Maiya Blaney tesse intricate campiture sonore che cesellano chitarre post-grunge insieme alla drum and bass più adrenalinica, il soul più sensuale a una sensibilità emo pofonda. C’è di tutto e tutto si svolge sotto le nostre orecchie alla velocità della luce. Sembra un gran casino, eppure una qualità ineffabile nell’arrangiamento di questi pezzi non ci fa percepire l’assurdità dell’operazione, anzi.
Alla fine si può parlare di indie o di alternative, ma sarebbe comunque fare un’ingiustizia alla creatività dell’artista di base a Brooklyn. È come se la Blaney portasse a compimento una tendenza ben presente nel panorama contemporaneo da metà anni dieci in poi, da Slowthai (ve lo ricordate Slowthai?) all’ultima Little Simz: la commistione tra generi di matrice afro americana e quelli indie rock di matrice britannica bianca.

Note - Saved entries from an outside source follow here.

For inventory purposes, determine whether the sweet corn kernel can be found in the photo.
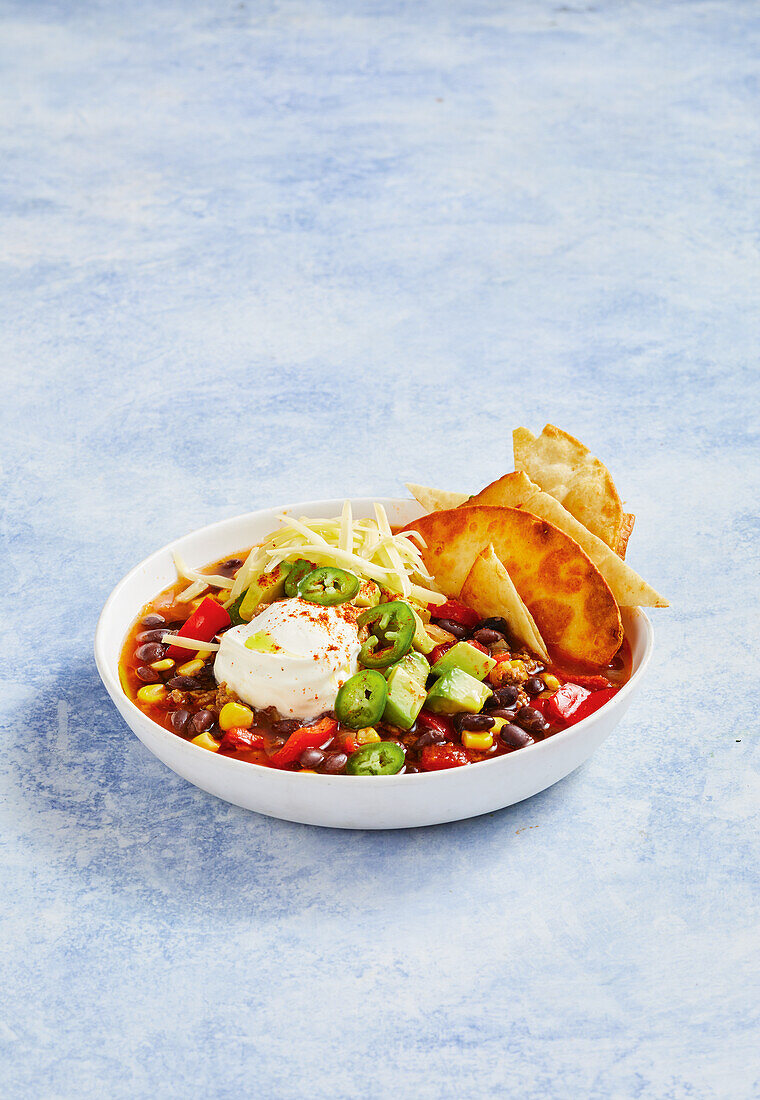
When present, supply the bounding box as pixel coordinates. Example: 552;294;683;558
137;684;166;703
192;729;219;752
177;657;203;677
355;726;382;745
219;703;253;729
462;729;494;752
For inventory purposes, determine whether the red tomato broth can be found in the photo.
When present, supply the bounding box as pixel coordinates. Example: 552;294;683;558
119;550;631;772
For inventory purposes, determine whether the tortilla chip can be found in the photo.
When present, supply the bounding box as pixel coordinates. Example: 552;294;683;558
460;543;549;661
407;485;469;512
614;512;636;558
461;471;668;607
513;424;632;553
404;505;623;664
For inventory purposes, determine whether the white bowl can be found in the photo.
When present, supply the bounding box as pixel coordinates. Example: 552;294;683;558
95;497;653;828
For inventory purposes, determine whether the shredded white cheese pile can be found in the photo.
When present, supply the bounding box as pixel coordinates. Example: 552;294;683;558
227;501;445;606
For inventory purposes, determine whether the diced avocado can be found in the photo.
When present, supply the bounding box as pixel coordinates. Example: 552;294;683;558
227;593;245;626
426;669;491;714
383;649;430;729
409;604;436;653
238;561;293;623
430;641;496;680
352;581;379;607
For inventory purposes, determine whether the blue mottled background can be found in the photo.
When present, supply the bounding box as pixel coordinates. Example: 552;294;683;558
0;0;760;1100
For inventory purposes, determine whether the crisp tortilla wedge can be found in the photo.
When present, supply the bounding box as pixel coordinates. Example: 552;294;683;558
407;485;469;512
513;424;635;557
460;543;549;661
404;505;623;664
461;471;669;607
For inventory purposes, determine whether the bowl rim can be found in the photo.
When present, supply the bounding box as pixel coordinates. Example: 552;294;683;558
93;494;654;787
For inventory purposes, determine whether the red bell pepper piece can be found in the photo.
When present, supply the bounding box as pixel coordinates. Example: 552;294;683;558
166;596;232;658
420;745;470;771
269;718;338;768
417;711;455;741
343;734;360;756
219;726;266;752
428;600;481;630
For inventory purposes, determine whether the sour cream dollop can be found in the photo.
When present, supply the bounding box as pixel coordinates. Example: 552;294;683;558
213;596;361;719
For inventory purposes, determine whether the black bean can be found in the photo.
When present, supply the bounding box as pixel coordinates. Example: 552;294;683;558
169;710;190;734
272;718;304;737
522;677;547;695
454;714;494;734
166;677;200;691
488;706;515;722
515;706;549;734
322;752;349;776
134;630;167;646
485;684;520;711
134;664;161;684
142;612;166;628
431;619;470;639
189;711;214;734
298;749;324;768
498;723;533;749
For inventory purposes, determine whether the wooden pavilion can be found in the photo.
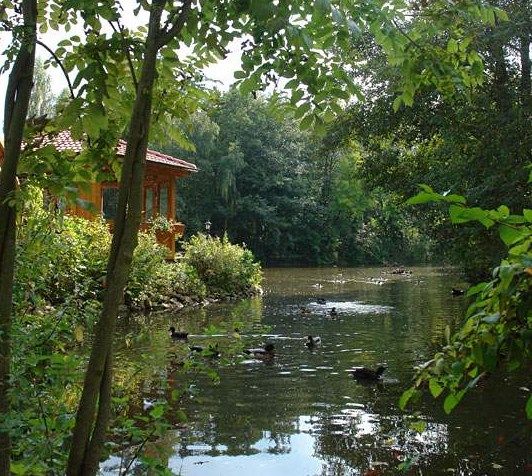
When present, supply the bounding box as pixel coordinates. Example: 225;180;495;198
40;131;198;257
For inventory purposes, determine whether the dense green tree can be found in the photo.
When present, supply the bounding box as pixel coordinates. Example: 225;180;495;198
28;58;56;117
0;0;37;475
326;1;532;277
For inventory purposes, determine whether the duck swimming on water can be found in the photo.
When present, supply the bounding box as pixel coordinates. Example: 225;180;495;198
244;342;275;359
350;365;387;382
305;336;321;349
168;326;188;340
189;344;221;359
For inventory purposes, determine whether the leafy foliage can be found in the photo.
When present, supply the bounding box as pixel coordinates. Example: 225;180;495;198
400;185;532;418
183;235;262;295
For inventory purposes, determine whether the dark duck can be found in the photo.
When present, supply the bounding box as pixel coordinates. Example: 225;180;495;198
244;343;275;359
305;336;321;349
168;326;188;340
189;344;222;359
350;365;386;382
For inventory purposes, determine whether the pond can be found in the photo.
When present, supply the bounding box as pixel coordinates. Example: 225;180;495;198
102;268;532;476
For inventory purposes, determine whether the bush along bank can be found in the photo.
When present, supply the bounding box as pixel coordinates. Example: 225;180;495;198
15;210;262;314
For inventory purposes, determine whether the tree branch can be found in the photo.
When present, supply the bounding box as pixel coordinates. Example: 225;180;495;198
36;40;76;99
157;0;192;48
109;20;139;91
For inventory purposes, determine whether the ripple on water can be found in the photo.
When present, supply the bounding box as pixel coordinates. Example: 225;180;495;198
308;301;393;314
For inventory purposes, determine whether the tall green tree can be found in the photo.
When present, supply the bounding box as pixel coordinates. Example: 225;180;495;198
0;0;37;475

Insomma è un po‘ come se un producer da camaretta prendesse Burial, Erykah Badu, Goldie, Kurt Cobain, Moor Mother e li frullasse insieme alla massima velocità. Il risultato è questo disco, collage sanguinolento di emozioni e suoni che non lascia in pace l’ascoltatore neanche per un secondo. Lo costringe ad una montagna russa che lascia storditi, ma su cui subito dopo non si vede l’ora di fare un altro giro – con il sangue che pulsa nelle tempie e un ghigno posseduto stampato un faccia.